To focus, as we do here, on the actions of the Israeli state and the unflagging support it receives from the US and its allies, is neither to celebrate violence, nor to equivocate on the value of innocent lives. Civilian deaths, regardless of nationality, are tragic and unacceptable. Yet to act as though the history of violence began with Hamas’s attacks on October 7, 2023 is to display a reckless indifference to history as well as to both Palestinian and Israeli lives. In order for  violence to stop, the conditions that produce violence must stop.

The blockade of Gaza has lasted 16 years; the occupation of the West Bank and Gaza has lasted 56 years; the dispossession of Palestinians of their lands and homes across historic Palestine has lasted three-quarters of a century, since the 1948 establishment of Israel as an ethno-supremacist state.  It is not without reason that observers—including both international and Israeli human rights groups—now characterize Israel’s control over the land from the Jordan River to the Mediterranean Sea as a system of apartheid.

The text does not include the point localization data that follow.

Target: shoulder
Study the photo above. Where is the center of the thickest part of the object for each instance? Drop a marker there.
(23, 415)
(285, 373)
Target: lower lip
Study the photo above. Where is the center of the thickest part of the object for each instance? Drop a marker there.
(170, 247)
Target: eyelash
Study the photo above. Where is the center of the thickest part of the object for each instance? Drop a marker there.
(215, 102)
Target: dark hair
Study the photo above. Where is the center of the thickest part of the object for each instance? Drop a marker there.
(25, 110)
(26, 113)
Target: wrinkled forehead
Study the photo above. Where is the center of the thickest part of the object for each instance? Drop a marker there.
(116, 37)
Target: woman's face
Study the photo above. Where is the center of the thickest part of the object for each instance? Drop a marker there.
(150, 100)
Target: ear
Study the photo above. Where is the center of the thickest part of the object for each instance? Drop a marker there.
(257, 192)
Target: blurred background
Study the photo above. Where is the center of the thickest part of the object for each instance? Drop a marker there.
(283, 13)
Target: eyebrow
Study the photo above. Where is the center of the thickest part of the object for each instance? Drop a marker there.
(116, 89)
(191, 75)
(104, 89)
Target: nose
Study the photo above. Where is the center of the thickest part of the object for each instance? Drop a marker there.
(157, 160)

Most importantly, we are all too aware that the countries in which we live and work and to which we pay taxes is funding and abetting one party and one party only in this deeply asymmetric conflict. That party is not the oppressed, but the oppressor.

Right now, the people of Gaza have urged allies worldwide to exert pressure on their governments to demand an immediate ceasefire. But this should—this must—be the beginning and not the end of collective action for liberation. If there is to be justice and peace, the siege of Gaza must end, the blockade must end and the occupation must end. Above all, the rights all people currently living between the Jordan River and the Mediterranean, as well as those of Palestinian refugees in exile must be respected.

We invite our fellow philosophers to join us in solidarity with Palestine and the struggle against apartheid and occupation.In particular, join us in supporting the academic and cultural boycott of Israeli institutions—distinct from individuals—as outlined by the Palestinian Campaign for the Academic and Cultural Boycott of Israel (PACBI).  We urge all individuals to speak out openly and fearlessly, and work to advance the cause of Palestinian liberation and justice for all.